For decades now, the prospect of world overpopulation -- and the impoverishment, resource depletion and ecological damage associated with it -- have dominated our nightmares and permeated our politics. Population control, particularly Third World population, is something on which we all reflexively, vaguely agree. We may argue over whether abortion should be included among the means to achieve it. But the end -- fewer mouths to feed -- is not in dispute.
Maybe it should be. A startling and unjustly overlooked article by Nick Eberstadt in the Public Interest (Fall 1997) explodes the conventional wisdom. Drawing on the United Nations' 1996 report, "World Population Prospects," Eberstadt finds a quite plausible scenario that shows world population stabilizing in 40 years at 7.7 billion (it is just under 6 billion today) and, even more astonishing, declining thereafter.
This scenario posits no war or epidemic or other scourge to do the job. It simply assumes that today's radical decline in fertility worldwide continues. And radical it is. In the developed nations, the rate has fallen from 2.8 children per woman in the early '50s to 1.5 today. In the less-developed nations, it has fallen from 6 to just under 3.
In America, where full-page ads for ZPG (zero population growth) still grace our tonier political magazines, awareness of this historic change has been slow in coming. It has taken a while for Ben Wattenberg's warning about "The Birth Dearth," the name of his 1987 book on the dwindling population of the West, to take hold. On July 10, however, it received the imprimatur of the New York Times in a front-page article highlighting the unprecedented population implosion now taking place in Europe.
Not a single country on the continent has a fertility rate high enough to maintain its current population. Italy, for example, is now the first nation ever with more people over 60 than under 20. In Bologna, there will soon be 25 people over 50 for every child under 5.
Eberstadt estimates that in 1900 the median age in the world was about 20. In the mid-21st century, it will be about 42. And in such countries as Japan, Italy and Germany, the median age will be in the mid-fifties!
Result?
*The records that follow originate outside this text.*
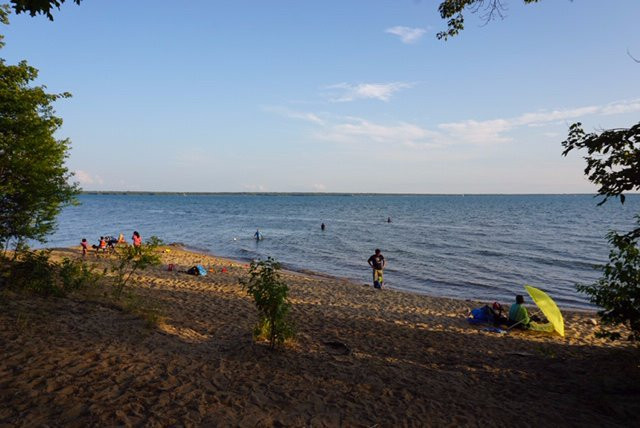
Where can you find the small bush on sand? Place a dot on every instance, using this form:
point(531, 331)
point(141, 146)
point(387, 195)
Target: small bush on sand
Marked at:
point(270, 295)
point(130, 259)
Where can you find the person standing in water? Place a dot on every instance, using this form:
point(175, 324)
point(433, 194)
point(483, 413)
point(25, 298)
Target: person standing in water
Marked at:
point(377, 263)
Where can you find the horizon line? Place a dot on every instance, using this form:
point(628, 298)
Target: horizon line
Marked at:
point(162, 192)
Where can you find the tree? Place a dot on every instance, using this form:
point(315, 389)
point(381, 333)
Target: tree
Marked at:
point(34, 181)
point(613, 163)
point(453, 11)
point(34, 7)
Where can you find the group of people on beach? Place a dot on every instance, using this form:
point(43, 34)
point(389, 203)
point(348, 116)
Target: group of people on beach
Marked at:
point(108, 243)
point(516, 317)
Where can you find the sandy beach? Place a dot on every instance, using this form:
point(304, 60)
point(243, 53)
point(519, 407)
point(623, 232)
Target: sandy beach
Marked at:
point(407, 359)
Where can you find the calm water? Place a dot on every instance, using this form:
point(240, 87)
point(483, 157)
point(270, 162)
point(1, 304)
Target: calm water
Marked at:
point(479, 247)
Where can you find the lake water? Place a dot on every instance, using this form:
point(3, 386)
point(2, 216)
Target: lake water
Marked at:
point(482, 247)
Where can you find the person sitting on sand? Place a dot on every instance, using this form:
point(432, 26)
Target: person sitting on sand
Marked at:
point(85, 246)
point(102, 245)
point(497, 315)
point(377, 263)
point(518, 314)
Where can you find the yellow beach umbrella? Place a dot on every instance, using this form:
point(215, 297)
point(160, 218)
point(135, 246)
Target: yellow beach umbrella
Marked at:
point(548, 308)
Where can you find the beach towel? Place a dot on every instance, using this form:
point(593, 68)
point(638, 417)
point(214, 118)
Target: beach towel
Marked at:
point(480, 315)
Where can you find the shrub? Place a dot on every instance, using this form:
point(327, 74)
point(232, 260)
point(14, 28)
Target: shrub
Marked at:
point(270, 295)
point(130, 259)
point(34, 271)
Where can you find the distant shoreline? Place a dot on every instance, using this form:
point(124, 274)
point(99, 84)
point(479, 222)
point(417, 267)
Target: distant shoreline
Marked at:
point(162, 193)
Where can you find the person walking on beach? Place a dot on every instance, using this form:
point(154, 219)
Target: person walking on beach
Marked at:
point(377, 263)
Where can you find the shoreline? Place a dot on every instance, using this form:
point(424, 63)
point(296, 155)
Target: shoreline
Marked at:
point(360, 357)
point(355, 282)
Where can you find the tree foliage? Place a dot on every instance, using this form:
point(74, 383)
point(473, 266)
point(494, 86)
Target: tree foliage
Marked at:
point(613, 163)
point(35, 7)
point(270, 295)
point(618, 291)
point(34, 181)
point(613, 158)
point(453, 11)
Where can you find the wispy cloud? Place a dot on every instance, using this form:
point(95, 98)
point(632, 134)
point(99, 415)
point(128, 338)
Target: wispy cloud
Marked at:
point(491, 131)
point(475, 132)
point(344, 92)
point(300, 115)
point(356, 130)
point(407, 35)
point(360, 130)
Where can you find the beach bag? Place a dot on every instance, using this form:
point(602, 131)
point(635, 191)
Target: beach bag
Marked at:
point(480, 315)
point(201, 270)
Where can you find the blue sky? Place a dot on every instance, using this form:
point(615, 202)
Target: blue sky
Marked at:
point(332, 96)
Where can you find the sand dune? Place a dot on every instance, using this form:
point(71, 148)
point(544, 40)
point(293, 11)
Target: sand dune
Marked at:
point(407, 360)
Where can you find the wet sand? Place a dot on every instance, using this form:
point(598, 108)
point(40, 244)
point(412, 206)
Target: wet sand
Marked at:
point(407, 360)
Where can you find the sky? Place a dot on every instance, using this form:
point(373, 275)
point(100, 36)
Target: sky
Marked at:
point(331, 96)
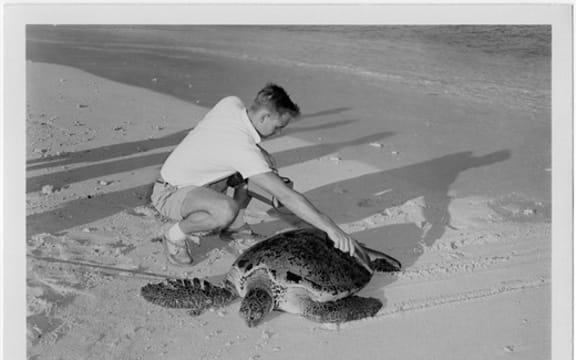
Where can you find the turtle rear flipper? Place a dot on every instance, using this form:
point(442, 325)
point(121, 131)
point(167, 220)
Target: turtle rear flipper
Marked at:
point(346, 309)
point(196, 295)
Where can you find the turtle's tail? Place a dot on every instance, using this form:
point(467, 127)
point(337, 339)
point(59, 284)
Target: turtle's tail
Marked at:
point(196, 295)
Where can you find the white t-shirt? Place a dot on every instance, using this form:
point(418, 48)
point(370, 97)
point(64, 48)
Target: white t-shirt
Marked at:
point(223, 143)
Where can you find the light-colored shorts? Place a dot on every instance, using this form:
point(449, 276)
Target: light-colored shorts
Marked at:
point(168, 199)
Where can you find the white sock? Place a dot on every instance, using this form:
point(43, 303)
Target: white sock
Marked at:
point(175, 234)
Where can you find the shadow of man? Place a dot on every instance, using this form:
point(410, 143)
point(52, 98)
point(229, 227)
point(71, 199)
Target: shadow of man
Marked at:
point(361, 197)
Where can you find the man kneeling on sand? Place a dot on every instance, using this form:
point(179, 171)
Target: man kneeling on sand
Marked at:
point(195, 177)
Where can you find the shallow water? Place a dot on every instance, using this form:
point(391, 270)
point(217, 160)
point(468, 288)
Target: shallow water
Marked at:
point(493, 64)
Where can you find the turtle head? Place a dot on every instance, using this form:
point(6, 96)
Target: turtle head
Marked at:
point(257, 303)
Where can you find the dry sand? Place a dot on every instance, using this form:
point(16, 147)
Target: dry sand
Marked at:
point(435, 180)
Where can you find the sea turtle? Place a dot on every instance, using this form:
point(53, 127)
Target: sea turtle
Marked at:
point(297, 271)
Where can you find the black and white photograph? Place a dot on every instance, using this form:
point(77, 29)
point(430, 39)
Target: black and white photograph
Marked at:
point(272, 186)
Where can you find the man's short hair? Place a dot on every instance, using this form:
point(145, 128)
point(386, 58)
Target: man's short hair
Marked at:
point(275, 98)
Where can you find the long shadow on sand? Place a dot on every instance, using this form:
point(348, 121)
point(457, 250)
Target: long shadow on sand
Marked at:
point(306, 153)
point(86, 210)
point(108, 152)
point(361, 197)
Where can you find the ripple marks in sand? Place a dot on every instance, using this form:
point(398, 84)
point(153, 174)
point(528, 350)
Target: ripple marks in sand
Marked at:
point(457, 298)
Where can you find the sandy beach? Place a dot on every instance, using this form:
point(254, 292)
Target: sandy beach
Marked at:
point(431, 144)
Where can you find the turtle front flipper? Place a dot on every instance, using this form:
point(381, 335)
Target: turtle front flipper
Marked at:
point(196, 295)
point(346, 309)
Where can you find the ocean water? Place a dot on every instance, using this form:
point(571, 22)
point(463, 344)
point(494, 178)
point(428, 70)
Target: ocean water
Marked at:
point(492, 63)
Social disaster: children with no blood relatives but their parents; no brothers, sisters, aunts, uncles, cousins. (That's what happens when you have two consecutive generations of single-child families.) Historic disaster: countries losing half their population every two generations. And economic disaster: Not enough working young people to pay the pensions of the old.
And while Europe is committing suicide, what happens to the United States? Here the fertility rate is barely at replacement level. But we are saved -- by immigration.
Immigration is a lifesaver not just for bulking up our numbers. (And raw numbers matter: You can have the highest per capita income in the world, but if you've got no capita, you've got no income.) It illuminates one of the great paradoxes in American life: How is it that our schools are consistently among the worst in the developed world and yet we lead the world in science and technology and R&D in just about every field?
The answer is simple. We import many of our best brains. Walk down any corridor in the laboratories of the National Institutes of Health, for example, and you'll meet the best young minds from every corner of the globe. And many of them stay. Indeed, our computer industry is now begging Congress for an increase in the quota of skilled immigrants to cover our huge shortfall in high-tech workers.
The anti-immigrant demagogues warn that immigration is the road to Balkanization. They are wrong. At the start of this century there were (as a percentage of the population) 50 percent more foreign-born U.S. residents than there are today. And yet the Irish and Italians and Jews and Poles and Chinese and Japanese of that immigrant wave assimilated so remarkably into the American mainstream that today they are the American mainstream.
The problem today is not unassimilable immigrants but an American educational elite that, in the name of ethnic authenticity and multiculturalism, would like them to be unassimilable. Hence the imposition of such devices as bilingual education -- a euphemism for slighting and delaying English instruction -- that not just celebrate but perpetuate ethnic separatism.
California's Proposition 227, effectively abolishing bilingual education, marks a welcome resurgence of American common sense. Immigrants are our future. We owe a duty to them -- and to ourselves as a nation -- to make them American as quickly as possible. We'd better. Immigrants are the magic cure -- the American cure -- for the birth dearth.